Les points centraux sont les programmes proliférants (nucléaire, balistique) ; le passage de l’armistice à un traité de paix ; l’établissement de relations diplomatiques ; la levée des sanctions ; des échanges dans le domaine de l’énergie, dont la Corée du Nord manque. Ces points ne sont pas nouveaux. Mais aucun accord n’est possible sans un consensus sur le point central, le programme nucléaire. On aura sans doute un affrontement entre deux logiques, le gel des essais contre le désarmement.

Vanilys : Quelle est l’opinion de la population nord-coréenne au sujet de cette rencontre Kim Jong-un/Donald Trump (si une telle opinion peut être connue bien sûr) ?

Il est impossible de le savoir mais on peut tout à fait imaginer la Corée du Nord mobiliser 100 000 citoyens à Pyongyang pour un accueil triomphal de Donald Trump.

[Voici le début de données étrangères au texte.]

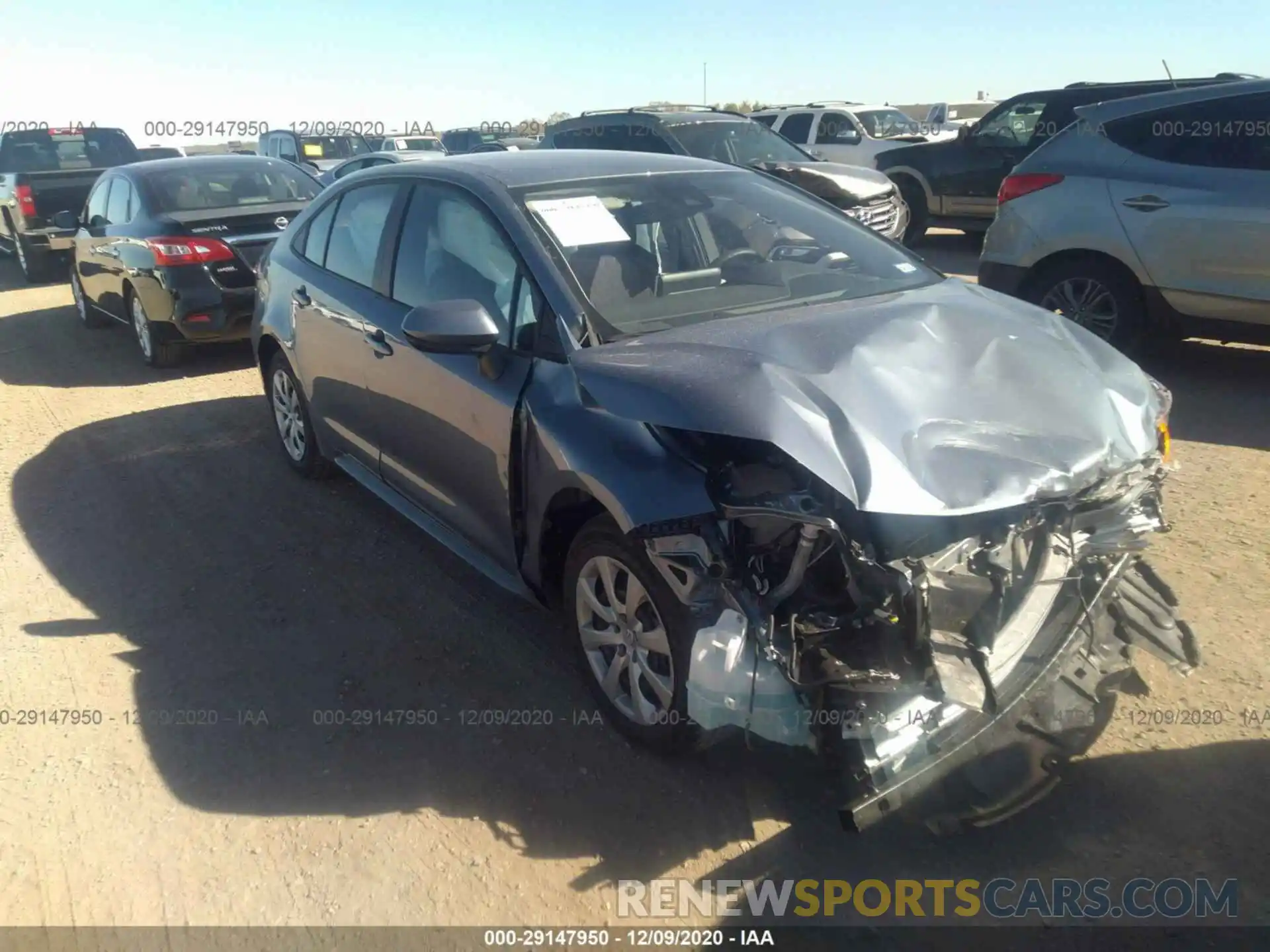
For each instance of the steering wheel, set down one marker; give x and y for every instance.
(734, 254)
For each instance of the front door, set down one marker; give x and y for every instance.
(446, 420)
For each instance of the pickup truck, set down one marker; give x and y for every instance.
(45, 172)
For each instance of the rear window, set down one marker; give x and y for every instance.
(192, 190)
(48, 150)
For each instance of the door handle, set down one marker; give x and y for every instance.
(378, 342)
(1146, 204)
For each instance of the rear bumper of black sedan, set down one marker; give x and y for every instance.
(198, 309)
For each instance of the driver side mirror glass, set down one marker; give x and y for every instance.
(451, 328)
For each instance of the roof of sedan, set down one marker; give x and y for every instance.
(541, 165)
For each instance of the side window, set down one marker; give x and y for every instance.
(1222, 134)
(287, 149)
(836, 128)
(621, 136)
(356, 233)
(351, 168)
(1013, 126)
(117, 208)
(452, 249)
(314, 243)
(95, 212)
(798, 127)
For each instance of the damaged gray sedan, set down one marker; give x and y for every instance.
(780, 477)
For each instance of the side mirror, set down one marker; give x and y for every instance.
(451, 328)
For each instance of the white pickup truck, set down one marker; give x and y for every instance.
(850, 132)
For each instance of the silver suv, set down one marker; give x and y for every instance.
(1148, 216)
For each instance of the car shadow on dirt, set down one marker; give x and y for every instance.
(51, 348)
(281, 608)
(1221, 393)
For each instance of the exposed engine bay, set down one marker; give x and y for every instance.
(954, 662)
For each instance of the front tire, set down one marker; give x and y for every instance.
(633, 637)
(292, 422)
(154, 350)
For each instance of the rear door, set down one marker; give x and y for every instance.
(1194, 198)
(973, 168)
(446, 419)
(338, 260)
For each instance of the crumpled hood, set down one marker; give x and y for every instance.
(833, 182)
(937, 401)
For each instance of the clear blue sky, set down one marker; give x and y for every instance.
(130, 61)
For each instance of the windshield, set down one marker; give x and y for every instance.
(228, 187)
(883, 124)
(51, 150)
(741, 143)
(651, 253)
(421, 145)
(333, 146)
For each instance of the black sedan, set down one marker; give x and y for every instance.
(779, 475)
(171, 245)
(368, 161)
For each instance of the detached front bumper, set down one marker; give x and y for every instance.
(977, 768)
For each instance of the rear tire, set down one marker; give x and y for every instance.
(291, 420)
(633, 623)
(154, 350)
(1099, 296)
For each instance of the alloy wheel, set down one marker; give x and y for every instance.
(288, 416)
(1086, 301)
(625, 640)
(142, 324)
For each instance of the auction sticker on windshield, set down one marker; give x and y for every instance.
(579, 221)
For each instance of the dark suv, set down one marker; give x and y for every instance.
(954, 183)
(726, 136)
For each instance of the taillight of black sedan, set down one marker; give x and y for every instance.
(171, 248)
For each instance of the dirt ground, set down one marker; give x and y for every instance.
(157, 555)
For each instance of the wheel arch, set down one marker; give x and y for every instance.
(1076, 254)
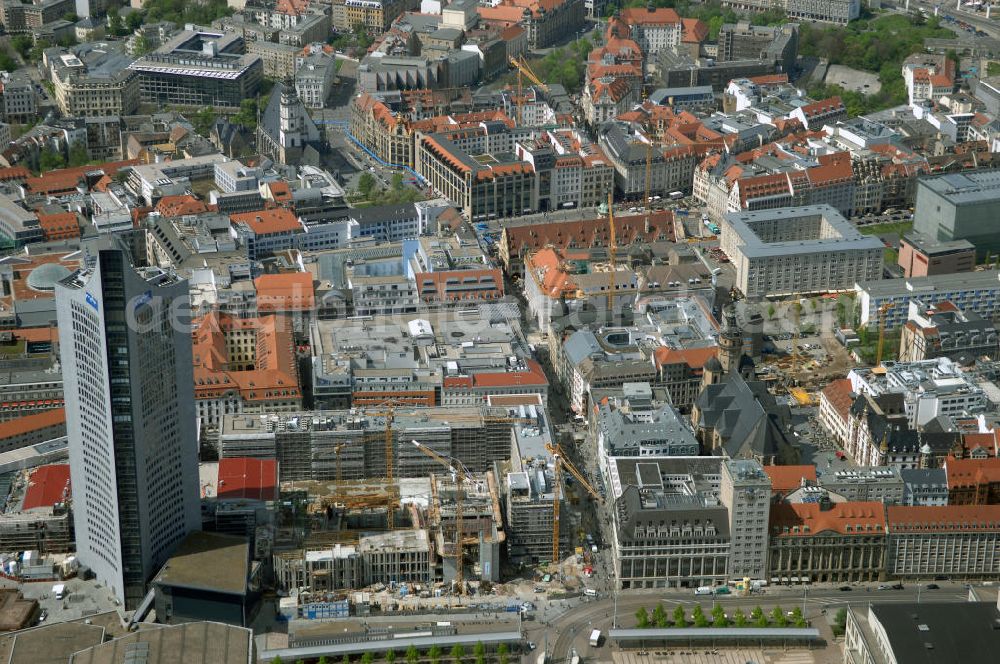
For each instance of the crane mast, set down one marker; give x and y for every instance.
(611, 257)
(460, 477)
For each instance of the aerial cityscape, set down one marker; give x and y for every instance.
(499, 332)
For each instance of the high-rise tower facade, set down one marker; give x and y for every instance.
(125, 348)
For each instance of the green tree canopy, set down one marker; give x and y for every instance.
(78, 155)
(698, 616)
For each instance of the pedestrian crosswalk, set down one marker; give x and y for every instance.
(714, 656)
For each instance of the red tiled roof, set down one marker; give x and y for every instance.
(269, 222)
(255, 479)
(770, 79)
(838, 393)
(35, 422)
(971, 472)
(693, 357)
(47, 485)
(808, 519)
(695, 31)
(648, 16)
(60, 225)
(178, 206)
(66, 179)
(289, 291)
(822, 107)
(533, 376)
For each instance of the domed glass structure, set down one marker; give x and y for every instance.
(44, 277)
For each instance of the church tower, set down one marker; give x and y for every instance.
(290, 120)
(730, 341)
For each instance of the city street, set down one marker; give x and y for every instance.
(567, 626)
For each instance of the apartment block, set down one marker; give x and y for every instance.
(927, 389)
(838, 12)
(827, 542)
(545, 23)
(973, 481)
(528, 486)
(244, 365)
(866, 484)
(746, 492)
(305, 443)
(958, 541)
(922, 256)
(199, 68)
(280, 61)
(976, 292)
(669, 526)
(940, 329)
(492, 184)
(92, 79)
(787, 251)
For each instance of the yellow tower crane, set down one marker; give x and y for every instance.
(458, 469)
(340, 470)
(562, 462)
(522, 67)
(882, 311)
(390, 476)
(612, 248)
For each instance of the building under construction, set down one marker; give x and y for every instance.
(352, 444)
(345, 541)
(530, 487)
(482, 525)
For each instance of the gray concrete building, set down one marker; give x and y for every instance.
(866, 484)
(925, 486)
(632, 426)
(960, 206)
(745, 490)
(670, 529)
(130, 413)
(199, 68)
(799, 250)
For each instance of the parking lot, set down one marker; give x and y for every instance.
(82, 599)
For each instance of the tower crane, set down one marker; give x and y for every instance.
(460, 473)
(882, 311)
(390, 476)
(611, 256)
(562, 462)
(522, 67)
(340, 470)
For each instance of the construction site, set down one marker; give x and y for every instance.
(442, 533)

Samuel Pike : Y a-t-il une réaction de la part du Japon ?

Shinzo Abe se rendra à Washington en avril pour obtenir de Donald Trump des garanties sur le sommet. Le gouvernement japonais a soutenu l’approche du président américain, centrée sur la pression maximale. La reprise de la diplomatie est aussi dans l’intérêt du Japon, en première ligne en cas de guerre, menacé de frappes nucléaires par les Nord-Coréens dans certaines de leurs publications et prises de position publiques. Aucun accord n’incluant pas le désarmement n’est dans l’intérêt du Japon.

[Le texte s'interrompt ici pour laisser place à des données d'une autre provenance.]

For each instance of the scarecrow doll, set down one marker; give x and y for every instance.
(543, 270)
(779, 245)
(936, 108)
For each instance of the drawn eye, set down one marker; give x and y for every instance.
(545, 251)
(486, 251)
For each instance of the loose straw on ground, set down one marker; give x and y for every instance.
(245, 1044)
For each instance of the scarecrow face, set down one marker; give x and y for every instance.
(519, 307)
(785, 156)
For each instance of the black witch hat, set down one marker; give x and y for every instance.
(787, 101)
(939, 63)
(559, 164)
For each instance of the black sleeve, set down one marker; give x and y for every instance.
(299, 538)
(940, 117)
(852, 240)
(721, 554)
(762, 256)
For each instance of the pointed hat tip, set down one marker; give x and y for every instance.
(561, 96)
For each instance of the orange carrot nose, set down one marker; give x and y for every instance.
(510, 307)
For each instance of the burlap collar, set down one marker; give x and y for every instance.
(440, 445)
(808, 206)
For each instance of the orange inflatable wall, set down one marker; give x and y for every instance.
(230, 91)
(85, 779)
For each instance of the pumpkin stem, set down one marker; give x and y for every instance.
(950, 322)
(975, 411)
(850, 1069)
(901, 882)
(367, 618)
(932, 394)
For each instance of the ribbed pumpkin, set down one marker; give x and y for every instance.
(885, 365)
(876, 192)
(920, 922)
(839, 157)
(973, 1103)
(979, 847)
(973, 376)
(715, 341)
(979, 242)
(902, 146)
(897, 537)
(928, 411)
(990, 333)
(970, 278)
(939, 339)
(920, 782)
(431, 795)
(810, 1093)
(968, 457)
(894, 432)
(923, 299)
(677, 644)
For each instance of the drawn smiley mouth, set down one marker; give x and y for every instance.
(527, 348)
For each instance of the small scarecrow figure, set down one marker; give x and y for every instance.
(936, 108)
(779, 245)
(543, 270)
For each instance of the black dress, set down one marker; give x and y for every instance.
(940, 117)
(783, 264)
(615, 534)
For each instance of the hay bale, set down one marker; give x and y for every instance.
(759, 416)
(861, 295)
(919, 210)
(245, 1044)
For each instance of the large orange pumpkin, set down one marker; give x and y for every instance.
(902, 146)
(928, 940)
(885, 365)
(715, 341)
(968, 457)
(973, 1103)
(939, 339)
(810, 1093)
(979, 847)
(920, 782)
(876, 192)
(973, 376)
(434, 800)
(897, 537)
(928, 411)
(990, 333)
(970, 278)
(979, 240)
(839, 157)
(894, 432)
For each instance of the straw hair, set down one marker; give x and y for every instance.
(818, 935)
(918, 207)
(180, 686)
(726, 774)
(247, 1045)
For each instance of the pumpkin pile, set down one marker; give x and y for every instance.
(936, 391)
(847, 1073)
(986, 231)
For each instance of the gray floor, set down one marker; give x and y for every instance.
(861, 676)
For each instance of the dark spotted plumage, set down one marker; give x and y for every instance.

Le Diplomate amateur : Serait-il envisageable qu’un rapprochement entre les Etats-Unis et la Corée du Nord se fasse sur le dos de la Chine ?

C’est un scénario de rupture stratégique qui paraît peu probable. La Chine n’est plus au centre du jeu, mais elle a la frontière. Sa position géographique en fait un partenaire économique clef pour la Corée du Nord en cas de légère ouverture du régime.

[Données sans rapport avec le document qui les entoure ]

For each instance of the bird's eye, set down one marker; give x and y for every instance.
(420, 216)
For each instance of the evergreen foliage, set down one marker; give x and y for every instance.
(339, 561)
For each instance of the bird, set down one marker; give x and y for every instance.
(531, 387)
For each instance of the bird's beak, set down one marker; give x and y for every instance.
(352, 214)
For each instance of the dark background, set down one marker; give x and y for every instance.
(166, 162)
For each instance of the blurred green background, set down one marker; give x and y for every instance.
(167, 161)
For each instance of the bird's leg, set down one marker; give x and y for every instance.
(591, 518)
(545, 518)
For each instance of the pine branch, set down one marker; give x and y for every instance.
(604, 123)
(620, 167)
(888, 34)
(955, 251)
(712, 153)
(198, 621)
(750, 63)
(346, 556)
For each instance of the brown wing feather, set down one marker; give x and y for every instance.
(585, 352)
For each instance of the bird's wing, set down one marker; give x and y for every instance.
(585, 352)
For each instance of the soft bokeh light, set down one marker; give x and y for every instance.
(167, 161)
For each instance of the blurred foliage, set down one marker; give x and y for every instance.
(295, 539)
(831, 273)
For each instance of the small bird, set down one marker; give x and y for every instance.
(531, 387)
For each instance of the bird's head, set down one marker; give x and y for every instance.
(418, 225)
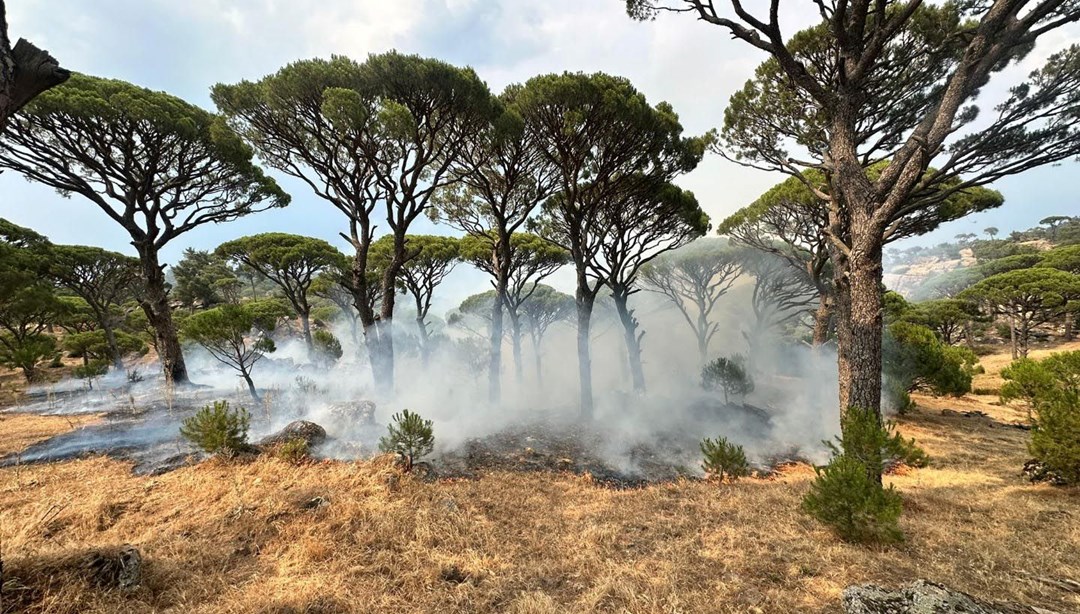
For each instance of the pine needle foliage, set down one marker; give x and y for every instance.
(846, 494)
(409, 436)
(723, 458)
(216, 430)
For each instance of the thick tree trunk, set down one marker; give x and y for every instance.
(25, 71)
(584, 301)
(632, 339)
(154, 303)
(495, 358)
(515, 344)
(821, 319)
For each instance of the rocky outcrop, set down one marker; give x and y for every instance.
(121, 569)
(925, 597)
(308, 432)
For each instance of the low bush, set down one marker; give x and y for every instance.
(409, 436)
(729, 376)
(721, 459)
(1051, 390)
(216, 430)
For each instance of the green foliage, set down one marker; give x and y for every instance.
(408, 436)
(852, 504)
(327, 348)
(915, 357)
(1051, 387)
(91, 369)
(721, 458)
(216, 430)
(846, 494)
(25, 353)
(204, 280)
(729, 376)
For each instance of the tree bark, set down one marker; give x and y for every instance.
(251, 385)
(495, 358)
(536, 357)
(424, 340)
(154, 303)
(306, 326)
(821, 321)
(25, 71)
(584, 300)
(110, 339)
(515, 344)
(632, 339)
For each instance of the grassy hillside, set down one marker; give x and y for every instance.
(358, 536)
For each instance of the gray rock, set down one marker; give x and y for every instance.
(302, 430)
(353, 413)
(122, 569)
(925, 597)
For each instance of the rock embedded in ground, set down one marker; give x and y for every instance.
(925, 597)
(121, 569)
(353, 413)
(299, 430)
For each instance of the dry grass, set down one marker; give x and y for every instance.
(19, 431)
(251, 537)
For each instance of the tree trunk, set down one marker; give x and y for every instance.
(306, 326)
(584, 303)
(110, 339)
(821, 321)
(251, 385)
(25, 71)
(536, 356)
(632, 339)
(515, 344)
(495, 358)
(154, 303)
(1012, 336)
(424, 340)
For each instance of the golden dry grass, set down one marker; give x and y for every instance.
(246, 537)
(19, 431)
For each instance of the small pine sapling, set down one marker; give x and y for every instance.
(409, 436)
(721, 458)
(729, 376)
(846, 495)
(216, 430)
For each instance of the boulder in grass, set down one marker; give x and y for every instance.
(299, 430)
(121, 569)
(925, 597)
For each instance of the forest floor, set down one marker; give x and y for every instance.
(268, 536)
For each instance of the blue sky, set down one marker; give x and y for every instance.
(185, 48)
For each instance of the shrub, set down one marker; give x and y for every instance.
(409, 436)
(216, 430)
(915, 357)
(327, 348)
(1051, 389)
(294, 451)
(723, 458)
(727, 374)
(856, 507)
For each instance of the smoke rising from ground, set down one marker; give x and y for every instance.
(792, 409)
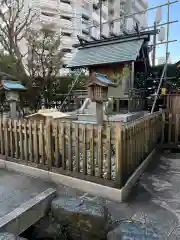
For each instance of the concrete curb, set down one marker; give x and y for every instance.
(118, 195)
(28, 213)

C74 : On sait que la Corée du Nord ne prend peu, voire jamais, en compte les recommandations du Conseil des droits de l’homme à Genève, malgré les conditions de vie terribles dans lesquelles vit la population. Pensez-vous que cette rencontre serait le premier pas vers une « coopération » avec les instances internationales pour la paix et la promotion des droits de l’homme ?

En 2013 une commission d’enquête créée par le Conseil des droits de l’homme des Nations unies a détaillé de manière accablante les violations massives des droits de l’homme en Corée du Nord, et a recommandé que le Conseil de sécurité saisisse la Cour pénale internationale.

La reprise de la diplomatie porte sur le nucléaire et la paix et il est très improbable que Donald Trump puisse obtenir des garanties sur ce plan. Il est possible qu’il tente car la sensibilité à la question des droits de l’homme en Corée du Nord est présente dans le camp républicain américain et le point sera soulevé dans la préparation du sommet.

Sber81 : Peut-on envisager la ratification d’un traité de paix entre les deux Corées sous l’égide des Etats-Unis ?

Une fois dans le domaine de la politique-fiction, tout est possible, mais il semble plus logique que si les deux Corées signent un traité de paix, celui-ci soit purement bilatéral, ne serait-ce que pour une question essentielle, la dignité nationale.